I recently took a quiz on what values mean most to me thanks to AsuraPsych, and when it asked me to choose between sexuality and freedom, I chose freedom. The daydreams are only nice because I’m imagining what it would be like to be completely open about my sexuality. I don’t think that day would ever come, as my mom repeatedly makes me promise her I wouldn’t ever see a woman. So to take a step into this journey is not easy on my conscience. But as it slowly eats away at my soul, I find value in indulging in it. It makes me feel things that scare me to analyze. It’s exciting and eye-opening. It makes me face the daunting fact that there is so much more to my sexuality than I had thought I figured out. It shatters the little assuredness I had in myself of how well I know myself in my sexuality. There is so much out there that I will come to learn, and the way my emotions are pushed into feeling these new things keeps me hungry for more. 

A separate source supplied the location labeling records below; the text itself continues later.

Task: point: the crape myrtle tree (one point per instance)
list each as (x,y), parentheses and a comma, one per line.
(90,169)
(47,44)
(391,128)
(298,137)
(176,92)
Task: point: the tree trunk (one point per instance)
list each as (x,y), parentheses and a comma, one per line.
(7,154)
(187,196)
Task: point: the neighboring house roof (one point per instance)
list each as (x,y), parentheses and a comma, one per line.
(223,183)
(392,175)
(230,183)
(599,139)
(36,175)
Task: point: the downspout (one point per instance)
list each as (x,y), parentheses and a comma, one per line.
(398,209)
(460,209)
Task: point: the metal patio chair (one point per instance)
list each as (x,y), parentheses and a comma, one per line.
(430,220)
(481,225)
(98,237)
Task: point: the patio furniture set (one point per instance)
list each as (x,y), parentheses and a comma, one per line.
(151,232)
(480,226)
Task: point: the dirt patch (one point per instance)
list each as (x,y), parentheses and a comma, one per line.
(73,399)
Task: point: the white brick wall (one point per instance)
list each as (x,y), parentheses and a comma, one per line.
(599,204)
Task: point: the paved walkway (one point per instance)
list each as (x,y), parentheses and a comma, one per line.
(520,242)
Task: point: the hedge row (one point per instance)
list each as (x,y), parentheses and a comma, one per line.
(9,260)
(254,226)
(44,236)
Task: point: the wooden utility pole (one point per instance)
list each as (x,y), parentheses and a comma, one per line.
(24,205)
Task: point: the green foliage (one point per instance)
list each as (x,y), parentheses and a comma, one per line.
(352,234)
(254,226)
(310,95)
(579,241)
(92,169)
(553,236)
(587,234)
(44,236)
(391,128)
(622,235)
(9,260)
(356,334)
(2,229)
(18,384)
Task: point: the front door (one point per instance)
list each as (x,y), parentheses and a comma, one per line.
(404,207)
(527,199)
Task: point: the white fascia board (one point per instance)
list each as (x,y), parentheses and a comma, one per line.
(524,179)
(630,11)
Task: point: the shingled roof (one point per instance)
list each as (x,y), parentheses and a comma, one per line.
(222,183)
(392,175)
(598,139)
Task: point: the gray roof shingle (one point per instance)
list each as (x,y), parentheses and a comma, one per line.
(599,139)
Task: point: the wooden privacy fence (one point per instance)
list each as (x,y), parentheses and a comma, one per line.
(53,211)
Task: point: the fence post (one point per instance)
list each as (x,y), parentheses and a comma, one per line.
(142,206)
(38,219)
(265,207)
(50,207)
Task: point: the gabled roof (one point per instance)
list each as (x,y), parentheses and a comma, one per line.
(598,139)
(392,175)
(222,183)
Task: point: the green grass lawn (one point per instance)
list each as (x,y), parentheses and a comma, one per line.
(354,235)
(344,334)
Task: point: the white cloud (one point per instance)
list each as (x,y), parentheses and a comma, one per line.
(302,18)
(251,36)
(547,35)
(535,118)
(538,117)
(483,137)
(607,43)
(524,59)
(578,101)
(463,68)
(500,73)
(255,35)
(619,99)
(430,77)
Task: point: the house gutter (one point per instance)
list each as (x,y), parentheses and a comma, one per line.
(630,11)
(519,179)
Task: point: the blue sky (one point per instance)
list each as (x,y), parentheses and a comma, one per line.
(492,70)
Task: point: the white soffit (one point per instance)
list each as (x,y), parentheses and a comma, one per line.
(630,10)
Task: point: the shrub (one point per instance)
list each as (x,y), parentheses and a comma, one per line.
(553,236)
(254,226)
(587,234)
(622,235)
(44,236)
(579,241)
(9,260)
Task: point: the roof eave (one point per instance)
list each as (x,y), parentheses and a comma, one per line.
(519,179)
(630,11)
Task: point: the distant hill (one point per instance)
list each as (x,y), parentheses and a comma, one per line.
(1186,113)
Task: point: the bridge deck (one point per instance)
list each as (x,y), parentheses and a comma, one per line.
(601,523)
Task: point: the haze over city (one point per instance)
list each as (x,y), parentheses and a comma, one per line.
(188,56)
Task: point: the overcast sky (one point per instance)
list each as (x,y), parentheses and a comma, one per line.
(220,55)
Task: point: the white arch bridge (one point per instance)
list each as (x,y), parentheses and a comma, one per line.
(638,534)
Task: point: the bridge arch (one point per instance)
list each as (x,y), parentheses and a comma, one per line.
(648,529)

I’ll apologize now for the change in tone. The above was an excerpt from the previous entry. It was embarrassing to keep that one since I talked about her in half of it, not to mention the fact that I uploaded it a day before things ended. So I’m sparing myself the shame and pity by going against the honesty code I have of keeping all memories and not just the good ones. 
It comes naturally to me to repress strong emotions. I have no choice when it comes to dealing with things like this. Sulking overwhelms me, so all I need to do is distract myself for a few days until the period of vulnerability passes. I know it’ll come back to me in bits and pieces, but that’s okay since I’m more endurance than speed. I’m writing this entry now before it hits me again and sends me off spiraling. 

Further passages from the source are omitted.